Question 515214
The half angle formula for tangent can be written in two different but equally simple ways:

{{{tan (theta/2) = (1 - cos (theta))/(sin (theta)) = (sin (theta))/(1 + cos (theta)) }}}

We'll use the first formula, but you could just as easily use the second and get the same answer.  We want to find the tangent of {{{(3/8) pi}}}.  The angle {{{(3/8) pi}}} is one half of the angle {{{(3/4) pi}}}, since:

{{{ ((3/4) pi)/ 2 = (1/2) * (3/4) pi = (3/8) pi}}}

So we'll try applying the half angle formula for tangent using {{{theta = (3/4) pi}}}.
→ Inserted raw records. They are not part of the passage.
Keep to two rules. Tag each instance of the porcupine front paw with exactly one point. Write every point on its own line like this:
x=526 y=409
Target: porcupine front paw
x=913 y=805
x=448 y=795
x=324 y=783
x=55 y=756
{{{ tan ((3/8) pi) = tan (((3/4) pi)/ 2) = (1 - cos ((3/4) pi))/ (sin ((3/4) pi)) }}}

Using the unit circle, we can see that {{{cos ((3/4) pi) = - (sqrt(2))/2 }}} and {{{sin ((3/4) pi) = (sqrt(2))/2}}} (this makes sense since the angle {{{(3/4) pi}}} is in the second quadrant and makes a 45 degree angle with the negative x-axis).  So we substitute in:

{{{(1 - cos ((3/4) pi))/ (sin ((3/4) pi)) = (1 - (-(sqrt(2))/2))/(sqrt(2)/2)}}}

Simplifying, we get:

{{{(1 + (sqrt(2))/2)/((sqrt(2))/2) }}} (canceling the negatives in the numerator)
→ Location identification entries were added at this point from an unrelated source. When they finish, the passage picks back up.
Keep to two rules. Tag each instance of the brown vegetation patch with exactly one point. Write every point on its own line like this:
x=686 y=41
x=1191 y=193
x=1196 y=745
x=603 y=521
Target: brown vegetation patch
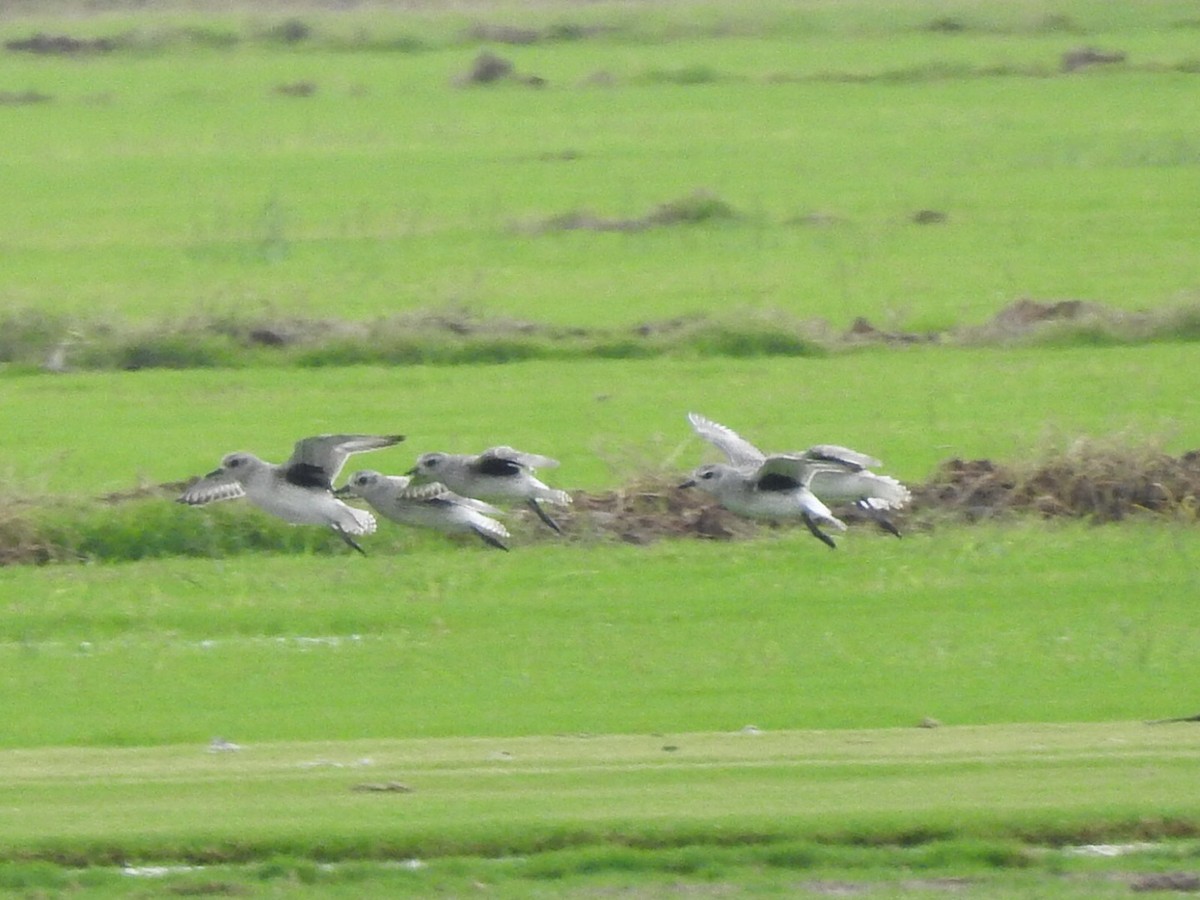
x=61 y=45
x=697 y=207
x=522 y=35
x=1090 y=480
x=297 y=89
x=16 y=99
x=490 y=69
x=1087 y=57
{{{ (2/(sqrt(2)) * (1 + (sqrt(2))/2)) }}} (getting rid of the complex fraction by multiplying by the reciprocal of the denominator instead)
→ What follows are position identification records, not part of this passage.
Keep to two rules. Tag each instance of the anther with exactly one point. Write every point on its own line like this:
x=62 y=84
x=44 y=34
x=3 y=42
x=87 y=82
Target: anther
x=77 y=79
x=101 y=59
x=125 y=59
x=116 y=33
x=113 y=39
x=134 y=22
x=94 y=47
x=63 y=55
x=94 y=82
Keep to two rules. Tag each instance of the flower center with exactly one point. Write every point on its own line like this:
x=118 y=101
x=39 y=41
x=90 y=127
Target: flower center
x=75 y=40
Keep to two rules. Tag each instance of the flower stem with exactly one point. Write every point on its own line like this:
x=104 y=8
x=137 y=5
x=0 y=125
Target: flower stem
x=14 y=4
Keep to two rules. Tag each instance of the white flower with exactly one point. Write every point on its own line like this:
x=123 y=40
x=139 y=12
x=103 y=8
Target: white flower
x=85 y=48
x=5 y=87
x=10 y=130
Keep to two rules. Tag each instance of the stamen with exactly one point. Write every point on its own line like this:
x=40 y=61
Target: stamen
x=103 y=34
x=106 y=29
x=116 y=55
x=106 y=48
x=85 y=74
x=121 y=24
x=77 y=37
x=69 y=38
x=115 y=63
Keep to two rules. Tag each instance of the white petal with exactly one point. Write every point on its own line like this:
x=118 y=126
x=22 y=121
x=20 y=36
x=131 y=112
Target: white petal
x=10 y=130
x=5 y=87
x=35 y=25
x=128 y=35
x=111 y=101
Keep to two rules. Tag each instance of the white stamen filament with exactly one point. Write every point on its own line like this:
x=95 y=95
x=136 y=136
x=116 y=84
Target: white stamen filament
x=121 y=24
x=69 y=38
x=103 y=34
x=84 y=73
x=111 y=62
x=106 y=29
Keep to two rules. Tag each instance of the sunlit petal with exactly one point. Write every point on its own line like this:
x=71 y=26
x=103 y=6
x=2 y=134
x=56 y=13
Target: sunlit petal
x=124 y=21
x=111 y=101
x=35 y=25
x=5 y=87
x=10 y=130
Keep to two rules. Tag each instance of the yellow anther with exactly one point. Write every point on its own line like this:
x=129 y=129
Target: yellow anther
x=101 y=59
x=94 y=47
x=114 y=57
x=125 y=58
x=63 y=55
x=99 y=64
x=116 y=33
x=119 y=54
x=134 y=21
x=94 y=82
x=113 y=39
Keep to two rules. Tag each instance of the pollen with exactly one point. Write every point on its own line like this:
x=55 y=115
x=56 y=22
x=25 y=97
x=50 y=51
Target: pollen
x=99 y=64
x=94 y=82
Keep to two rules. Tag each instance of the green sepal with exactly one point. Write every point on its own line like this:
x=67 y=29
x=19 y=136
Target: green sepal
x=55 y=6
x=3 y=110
{{{ 2/(sqrt(2)) + 1 }}} (distributing the {{{2/(sqrt(2))}}})

{{{ sqrt(2) + 1 }}} (simplifying {{{2/(sqrt(2))}}} to be {{{sqrt(2)}}})

So the tangent of {{{(3/8) pi}}} is {{{1 + sqrt(2)}}} exactly.  This should match what you get on your calculator, and it also makes sense: {{{(3/8) pi}}} is in the first quadrant, so its tangent should be positive, and it is larger angle than 45 degrees, so its tangent should be larger than 1.